You’re Raising How Much?!?!
This post is an extension of an earlier Founder Coach discussion of when you are ready to raise money for your startup. On that post, I encouraged founders to focus first on revenue and traction, instead of immediately trying to get investors to fund your customer discovery process.
Today I want to elaborate by saying that a small amount of traction does not mean you will be able to raise an institutional Seed round of $1–2MM. I see this way too often from first time founders who have limited experience with venture capital investors. Going around asking for too much money too early is a waste of your time and detracts from your ability to get money from investors in the future.
In another prior post I spoke about valuation for early stage companies, but a good rule of thumb for a Series A is probably something like 10X your annual revenue for tech platforms and more like 3X your revenue for product companies.
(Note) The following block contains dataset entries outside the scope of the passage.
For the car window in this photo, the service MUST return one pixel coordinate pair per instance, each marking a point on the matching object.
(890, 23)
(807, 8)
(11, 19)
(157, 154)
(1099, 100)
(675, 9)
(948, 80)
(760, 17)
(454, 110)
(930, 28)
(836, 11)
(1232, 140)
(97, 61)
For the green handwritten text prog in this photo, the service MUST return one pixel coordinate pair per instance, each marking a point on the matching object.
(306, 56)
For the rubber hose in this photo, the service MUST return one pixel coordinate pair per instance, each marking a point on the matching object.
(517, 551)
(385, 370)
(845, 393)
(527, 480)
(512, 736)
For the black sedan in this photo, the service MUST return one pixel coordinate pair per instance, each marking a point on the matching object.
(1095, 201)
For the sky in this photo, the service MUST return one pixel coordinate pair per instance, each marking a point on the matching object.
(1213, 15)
Maybe your specific industry is different, so do your homework and find a few comps. Don’t just look at the highest performer you can find, search for at least three deals to get a solid picture. Maybe you can get a higher revenue multiple on a Seed round if you are showing phenomenal monthly revenue growth but do the math here. If your company is only making $10K or $20K in monthly revenue, the valuation is going to be below $5MM, possibly a fair bit below.
Generally on a Seed raise, you want to sell about a 10–20% stake in your company. If your valuation is going to be say $4–5MM, then you should be looking to raise something like $500K to $1MM, not $2MM. If you set the valuation too high, you’ll just spin your wheels and not get any money raised. And don’t try to convince me that “it is only a valuation cap on a convertible note or SAFE”, investors will assume your next raise will be above the cap in most circumstances.
You are going to have to figure out how to use a smaller capital raise today to build traction. You need to focus in the early days on building revenue and customer traction so that you can justify a next raise at a higher valuation. Go out to investors with something reasonable, and you will have a better experience raising capital. An ineffective process that drags on for months is going to crush your startup.
Thanks for reading today’s post, I hope this helps you right size your capital raise and have a successful round.